The new, 24,294 square-foot church is being built at a cost of $5,562,609 by Clancy and Theys, the company that constructed the massive steel-framed globe on West Jones Street, which unfortunately took more than seven days to create.
The renovations at First Assembly are even more costly, with a total listed price of $5,746,156. At these rates, it might be time to re-think the whole “no money-changers in the temple” rule.
Miracles of a more mundane, medical variety will soon be on tap at the new 3-story, 17,997 square-foot building scheduled for construction on the campus of the Duke Raleigh Hospital off of Wake Forest Road. Permits for phases 2-5 of the project were issued last week to Lend Lease Construction, for a total cost of $2,858,193. Fortunately most modern hospitals have entire wings set-aside for the money-changers, so coming up with the cash was likely of little concern for Duke.
A new Family Dollar, one of those awful places where many items actually cost more than a dollar, is getting a new location on Rock Quarry Road in southeast Raleigh. The 8,320-square-foot store will be built at a cost of about $400,000 by Charlotte firm Southeastern Utility Construction. As the store’s address is just outside the Beltline, ITB snobs won’t have to fret over which they hate more – the low-end Family Dollar chain, or a construction company from the Queen City.
The new Chuck & Buck’s Cones & Cups, set to be built at the Mini City Shopping Center on Capital Boulevard, will force us OTB heathens to make a different kind of choice – chiefly, whether the store’s name or its featured product is more awesome. For the record, it would have to the best ice cream this side of Goodberry’s in order for the product to beat that amazing, lyrical name. And while “cup” doesn’t exactly rhyme with “Buck” – it’s close enough.
By The Numbers
Welcome to third edition of By the Numbers, where we take a look at the past month’s issued construction permits and real-estate transaction records. As tempting as it is, it’s a little early to repeat the Barbie joke from the first edition, so let’s just say math is confusing and that there’s a slight chance of error, especially when compiling the real-estate records, which often contain duplicates. Any suggestions for a better way of doing this are more than welcome; just be sure to add the word “Trash” to your subject line so that Gmail can filter it accordingly. But seriously, send ideas and math corrections my way.
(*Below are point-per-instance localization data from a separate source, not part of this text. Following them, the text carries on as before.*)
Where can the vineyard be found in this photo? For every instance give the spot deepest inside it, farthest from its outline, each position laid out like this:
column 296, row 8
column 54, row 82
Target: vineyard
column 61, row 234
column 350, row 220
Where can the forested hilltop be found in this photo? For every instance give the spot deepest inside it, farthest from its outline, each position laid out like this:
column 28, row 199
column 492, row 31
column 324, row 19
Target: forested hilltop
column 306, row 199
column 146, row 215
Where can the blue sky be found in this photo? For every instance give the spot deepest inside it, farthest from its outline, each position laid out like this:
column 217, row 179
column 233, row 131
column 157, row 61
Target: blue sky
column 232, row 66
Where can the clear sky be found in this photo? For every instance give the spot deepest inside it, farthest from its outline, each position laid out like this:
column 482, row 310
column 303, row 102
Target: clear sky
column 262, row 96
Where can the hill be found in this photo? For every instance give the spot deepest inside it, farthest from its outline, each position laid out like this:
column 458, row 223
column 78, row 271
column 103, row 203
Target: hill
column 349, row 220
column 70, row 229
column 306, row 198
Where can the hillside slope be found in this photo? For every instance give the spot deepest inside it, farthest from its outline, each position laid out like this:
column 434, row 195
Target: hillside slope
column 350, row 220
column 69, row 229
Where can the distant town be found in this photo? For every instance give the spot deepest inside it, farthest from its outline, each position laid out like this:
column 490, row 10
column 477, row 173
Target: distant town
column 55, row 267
A total of 565 residential and non-residential construction permits were issued between June 1 and June 28, with the projects reaching a total cost of $100,599,344. The most expensive among them was the aforementioned First Assembly Church renovations; the least was for $500 worth of “hotwire communications” at the Chapel Hill Road condominiums. In comparison to the past five years, June 2014 had the second-most number of projects to 2011’s 645, with a total cost second only to 2012’s $271,718,494.
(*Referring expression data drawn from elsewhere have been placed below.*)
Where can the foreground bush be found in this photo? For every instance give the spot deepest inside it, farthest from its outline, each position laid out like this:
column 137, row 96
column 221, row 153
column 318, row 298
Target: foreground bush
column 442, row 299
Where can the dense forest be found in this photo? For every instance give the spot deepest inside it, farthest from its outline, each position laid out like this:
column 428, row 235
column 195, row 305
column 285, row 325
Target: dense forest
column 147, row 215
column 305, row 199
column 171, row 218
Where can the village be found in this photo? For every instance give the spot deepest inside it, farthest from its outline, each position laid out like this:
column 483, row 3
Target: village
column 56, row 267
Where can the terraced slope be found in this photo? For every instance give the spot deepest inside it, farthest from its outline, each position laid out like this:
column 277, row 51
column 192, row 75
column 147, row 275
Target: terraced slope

Due to 2012’s extraordinary cost totals, this year’s numbers actually came in below the five-year average, which comes in at more than $103 million. The total number of projects, however, was well above the average of 519.
June 2014 saw a total of 1,112 real-estate transactions at a total cost of $338,395,500. If that sounds impressive, it is – it’s about $38 million higher than June 2013 sales and about $150 million higher than 2009 sales. The most expensive sale this month was to the oddly named California corporation Passco Columns DST, which purchased a commercial property at Wakefield Commons for $40,046,500. As there were a number of transactions recorded with a value of zero – many of which appeared to be little more than adjustments to the property’s title records – it’s hard to say what the “cheapest” sale was.
Oddly enough, despite the gap in value, there were 136 more transactions in June of last year. They must have all been outside the Beltline. This year’s sales and total cost numbers were, of course, higher than their respective average. The five-year average number of transactions for June had been 977, while the average total price was $251,865,466.